TetraScience IDS artifact validator
Project description
TetraScience IDS Artifact Validator
Table of Contents
Overview
The TetraScience IDS Artifact Validator checks that IDS artifacts follow a set of rules which make them compatible with the Tetra Data Platform, and optionally validates that they are compatible with additional IDS design conventions. The validator either passes or fails with a list of the checks which led to the failure.
The validator checks these files in an IDS folder:
- schema.json
- elasticsearch.json
- athena.json
Note that there is a distinction between IDS Artifact validation and IDS instance validation. This validator checks that the IDS Artifact files listed above are valid; an IDS instance validator would check that a data instance is valid against the corresponding IDS schema using a JSON Schema validator - this package does not do IDS instance validation.
Version
v0.10.5
Installation
Installing this package requires access to the TetraScience JFrog Artifactory package repository.
Run pip install ts-ids-validator
in the environment where you want to install the validator.
Or install using a package manager, with poetry
for example: poetry add --dev ts-ids-validator
.
Installing using pipx makes the CLI script available globally while still keeping dependencies in an isolated environment which may be useful when working with multiple IDSs: pipx install ts-ids-validator
.
This will install a script which can be run from the command line, validate-ids-artifact
, which is equivalent to running python -m ids_validator
- see below for usage.
Usage
Run validate-ids-artifact -h
to see the help for this command.
Validate an IDS
With the CLI interface:
validate-ids-artifact --ids_dir=path/to/ids/folder
This will validate that the IDS is compatible with the Tetra Data Platform.
If the schema contains properties.@idsConventionVersion
with a const
value of v1.0.0
, then additional Tetra Data checks will run, validating that the IDS follows certain Tetra Data conventions such as using the standard samples
component.
Note: in a future version of the validator, these @idsConventionVersion
checks will be removed
Validate an IDS and check for breaking changes from a previous version
Validate with a local copy of the previous IDS
validate-ids-artifact --ids_dir=path/to/ids/folder --previous_ids_dir=path/to/previous_ids/folder
# Alternative with shorter syntax
validate-ids-artifact -i path/to/ids/folder -p path/to/previous_ids/folder
As well as running the validation of the IDS in ids_dir
, additional validation will happen using the previous version of the same IDS passed to previous_ids_dir
.
Validate with the previous published version downloaded from the Tetra Data Platform
Use this feature to validate a local IDS against its previous version downloaded directly from the Tetra Data Platform.
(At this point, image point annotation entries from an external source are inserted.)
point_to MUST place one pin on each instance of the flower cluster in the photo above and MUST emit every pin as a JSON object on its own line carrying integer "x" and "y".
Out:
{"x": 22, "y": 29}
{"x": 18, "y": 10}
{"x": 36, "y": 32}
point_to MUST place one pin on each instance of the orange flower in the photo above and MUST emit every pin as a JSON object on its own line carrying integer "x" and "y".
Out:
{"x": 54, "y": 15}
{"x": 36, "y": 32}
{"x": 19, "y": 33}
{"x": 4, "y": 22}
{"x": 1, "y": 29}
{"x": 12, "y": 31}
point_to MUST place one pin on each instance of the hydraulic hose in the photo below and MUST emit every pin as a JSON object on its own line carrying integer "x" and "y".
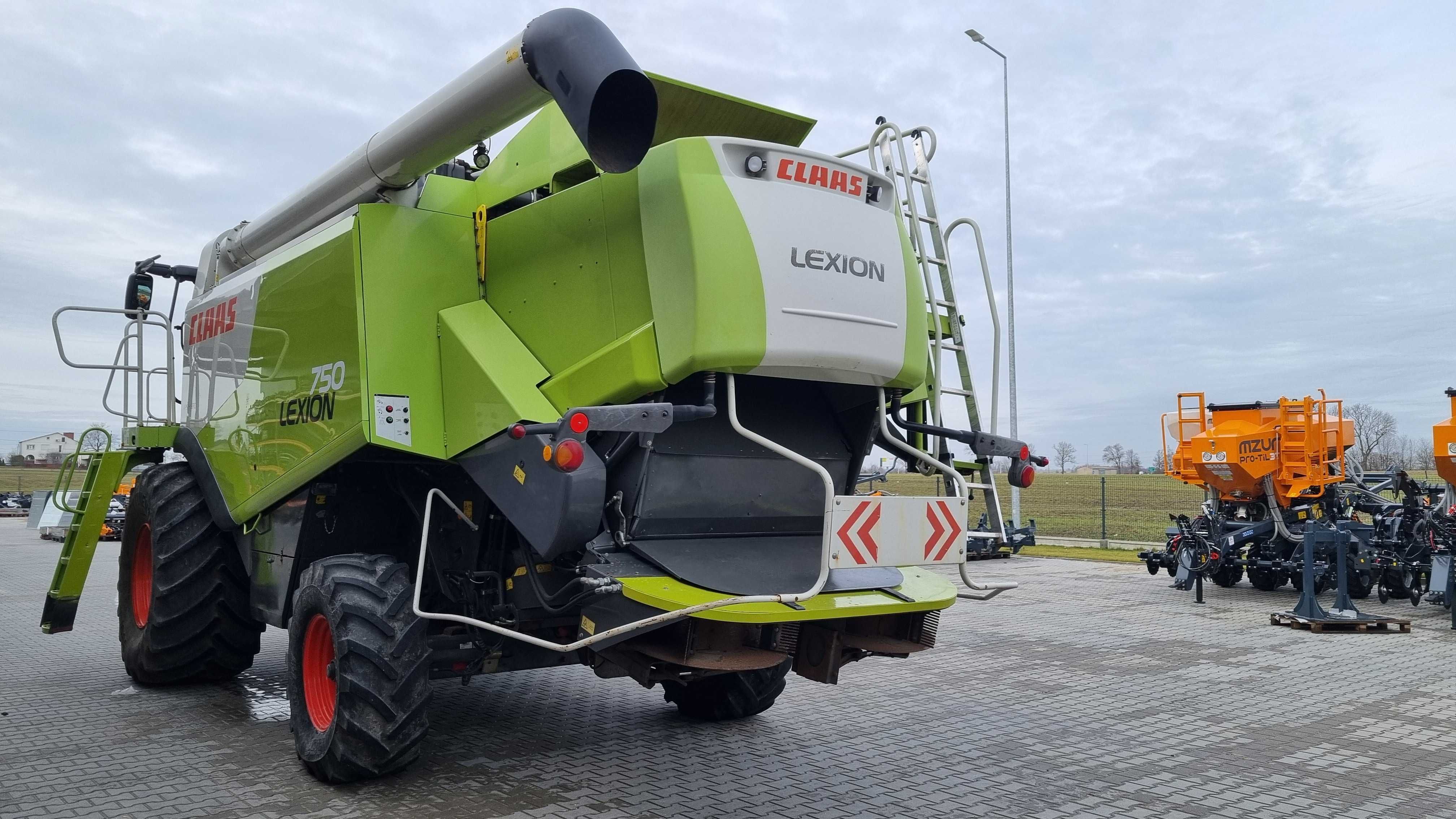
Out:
{"x": 1278, "y": 514}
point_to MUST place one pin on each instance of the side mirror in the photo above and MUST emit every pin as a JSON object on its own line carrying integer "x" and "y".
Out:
{"x": 139, "y": 292}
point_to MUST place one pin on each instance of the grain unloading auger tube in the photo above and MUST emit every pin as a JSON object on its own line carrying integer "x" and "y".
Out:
{"x": 564, "y": 56}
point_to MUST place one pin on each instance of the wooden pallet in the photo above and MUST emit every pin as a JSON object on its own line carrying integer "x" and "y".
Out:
{"x": 1340, "y": 626}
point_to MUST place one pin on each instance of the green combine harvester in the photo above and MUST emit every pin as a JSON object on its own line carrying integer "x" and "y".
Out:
{"x": 601, "y": 400}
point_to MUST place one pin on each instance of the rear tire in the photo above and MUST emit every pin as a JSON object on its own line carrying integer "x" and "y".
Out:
{"x": 729, "y": 696}
{"x": 359, "y": 670}
{"x": 183, "y": 592}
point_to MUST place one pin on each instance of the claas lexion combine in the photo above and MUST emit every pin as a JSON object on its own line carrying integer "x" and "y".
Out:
{"x": 599, "y": 401}
{"x": 1275, "y": 470}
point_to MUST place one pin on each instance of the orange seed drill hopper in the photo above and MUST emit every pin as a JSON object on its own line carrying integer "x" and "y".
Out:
{"x": 1243, "y": 451}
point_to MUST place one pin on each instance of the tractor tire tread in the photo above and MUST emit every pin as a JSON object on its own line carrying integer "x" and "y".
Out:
{"x": 199, "y": 627}
{"x": 384, "y": 662}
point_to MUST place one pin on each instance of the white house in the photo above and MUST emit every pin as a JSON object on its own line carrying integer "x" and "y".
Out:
{"x": 38, "y": 449}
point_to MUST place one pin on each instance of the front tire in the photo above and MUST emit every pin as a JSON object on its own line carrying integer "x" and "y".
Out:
{"x": 729, "y": 696}
{"x": 183, "y": 591}
{"x": 359, "y": 670}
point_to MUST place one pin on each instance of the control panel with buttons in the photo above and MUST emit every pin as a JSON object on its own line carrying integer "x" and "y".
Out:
{"x": 392, "y": 419}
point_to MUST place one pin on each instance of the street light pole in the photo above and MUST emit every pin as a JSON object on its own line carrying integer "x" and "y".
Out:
{"x": 1011, "y": 294}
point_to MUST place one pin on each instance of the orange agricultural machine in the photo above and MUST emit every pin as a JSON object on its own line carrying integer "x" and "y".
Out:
{"x": 1286, "y": 449}
{"x": 1443, "y": 439}
{"x": 1267, "y": 467}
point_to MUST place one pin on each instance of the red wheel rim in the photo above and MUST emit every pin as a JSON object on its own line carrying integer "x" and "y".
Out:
{"x": 320, "y": 691}
{"x": 142, "y": 576}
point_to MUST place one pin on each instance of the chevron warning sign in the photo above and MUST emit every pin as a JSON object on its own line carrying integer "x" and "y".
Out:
{"x": 897, "y": 531}
{"x": 858, "y": 533}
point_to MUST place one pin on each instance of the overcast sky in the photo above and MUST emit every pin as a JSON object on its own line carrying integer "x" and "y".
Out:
{"x": 1251, "y": 200}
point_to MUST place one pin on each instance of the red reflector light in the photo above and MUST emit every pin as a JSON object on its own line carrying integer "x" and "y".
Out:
{"x": 578, "y": 423}
{"x": 570, "y": 455}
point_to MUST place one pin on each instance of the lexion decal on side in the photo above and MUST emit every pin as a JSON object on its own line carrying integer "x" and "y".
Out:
{"x": 306, "y": 410}
{"x": 839, "y": 263}
{"x": 318, "y": 406}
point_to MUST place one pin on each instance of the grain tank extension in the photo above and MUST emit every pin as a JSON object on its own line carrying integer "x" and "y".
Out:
{"x": 598, "y": 400}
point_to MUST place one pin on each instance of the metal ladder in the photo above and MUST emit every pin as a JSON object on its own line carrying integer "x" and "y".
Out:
{"x": 916, "y": 202}
{"x": 142, "y": 442}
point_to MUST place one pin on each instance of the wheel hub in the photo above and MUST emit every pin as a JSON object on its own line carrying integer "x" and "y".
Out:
{"x": 320, "y": 688}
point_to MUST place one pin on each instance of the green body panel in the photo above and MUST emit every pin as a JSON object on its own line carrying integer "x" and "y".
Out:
{"x": 416, "y": 264}
{"x": 490, "y": 378}
{"x": 618, "y": 374}
{"x": 365, "y": 295}
{"x": 151, "y": 438}
{"x": 309, "y": 314}
{"x": 548, "y": 276}
{"x": 702, "y": 270}
{"x": 918, "y": 325}
{"x": 930, "y": 591}
{"x": 447, "y": 194}
{"x": 691, "y": 111}
{"x": 103, "y": 476}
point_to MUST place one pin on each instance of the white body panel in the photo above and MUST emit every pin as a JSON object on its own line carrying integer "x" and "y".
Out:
{"x": 219, "y": 329}
{"x": 897, "y": 531}
{"x": 832, "y": 264}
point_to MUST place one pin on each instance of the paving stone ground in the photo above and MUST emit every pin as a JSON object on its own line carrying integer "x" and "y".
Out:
{"x": 1091, "y": 691}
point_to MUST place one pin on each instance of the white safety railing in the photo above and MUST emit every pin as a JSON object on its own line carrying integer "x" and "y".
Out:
{"x": 131, "y": 362}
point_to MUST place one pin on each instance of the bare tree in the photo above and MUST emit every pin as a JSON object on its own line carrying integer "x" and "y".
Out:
{"x": 1066, "y": 452}
{"x": 1135, "y": 464}
{"x": 1425, "y": 455}
{"x": 1114, "y": 455}
{"x": 95, "y": 441}
{"x": 1372, "y": 429}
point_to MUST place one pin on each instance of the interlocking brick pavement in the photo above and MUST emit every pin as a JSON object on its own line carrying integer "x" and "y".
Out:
{"x": 1091, "y": 691}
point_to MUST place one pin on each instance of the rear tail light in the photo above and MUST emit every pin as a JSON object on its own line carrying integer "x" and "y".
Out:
{"x": 578, "y": 423}
{"x": 570, "y": 455}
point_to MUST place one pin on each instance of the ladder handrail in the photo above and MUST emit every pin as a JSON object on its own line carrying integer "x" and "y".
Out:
{"x": 138, "y": 321}
{"x": 68, "y": 471}
{"x": 991, "y": 299}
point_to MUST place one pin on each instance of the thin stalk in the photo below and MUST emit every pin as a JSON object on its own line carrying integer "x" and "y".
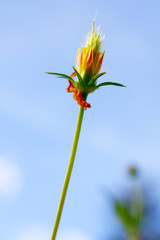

This will download the closest preceding version with the same namespace and slug from TDP, and use it for breaking change validation. If no matching IDS is found, then validation will still run without breaking change validation.
For example, if v1.0.0 and v2.0.0 are already published in TDP, and you are working on v2.0.1, then v2.0.0 will be used as the previous version in validation. If you are working on v1.0.1, then v1.0.0 will be used. If you are working on v0.1.0, then no breaking change validation will run. As an edge case, if you are working on v2.0.0 locally, then v2.0.0 from TDP will be used as the "previous" version.
To use this, the first step is to configure TDP API authentication, see https://developers.tetrascience.com/reference/authentication for instructions.
There are two options for storing API configuration: environment variables, or a JSON config file.
For environment variables, set TS_API_URL
, TS_ORG
and TS_AUTH_TOKEN
environment variables using any method, then run the validator with the --download
flag:
# Omit these environment variables if they are already set elsewhere
export TS_ORG=your-org
export TS_API_URL=https://api.tetrascience.com/v1
export TS_AUTH_TOKEN=your-token
# Command to run once environment variables are set
validate-ids-artifact --download --ids_dir path/to/ids/folder
# Alternative with shorter syntax
validate-ids-artifact -d -i path/to/ids/folder
To use a JSON config file, create a JSON file with the following structure, named for example cfg.json
(the name can be anything):
{
"api_url": "https://api.tetrascience.com/v1",
"auth_token": "your-token",
"org": "your-org"
}
Then use both the --download
flag and the --config
option:
validate-ids-artifact --download --ids_dir path/to/ids/folder --config cfg.json
# Alternative with shorter syntax
validate-ids-artifact -d -i path/to/ids/folder -c cfg.json
Ignore SSL certificate verification for TDP API usage
It is possible to ignore verifying the SSL certificate for the TDP API requests used to identify and download the previous IDS artifact. The default functionality is to verify SSL certificates.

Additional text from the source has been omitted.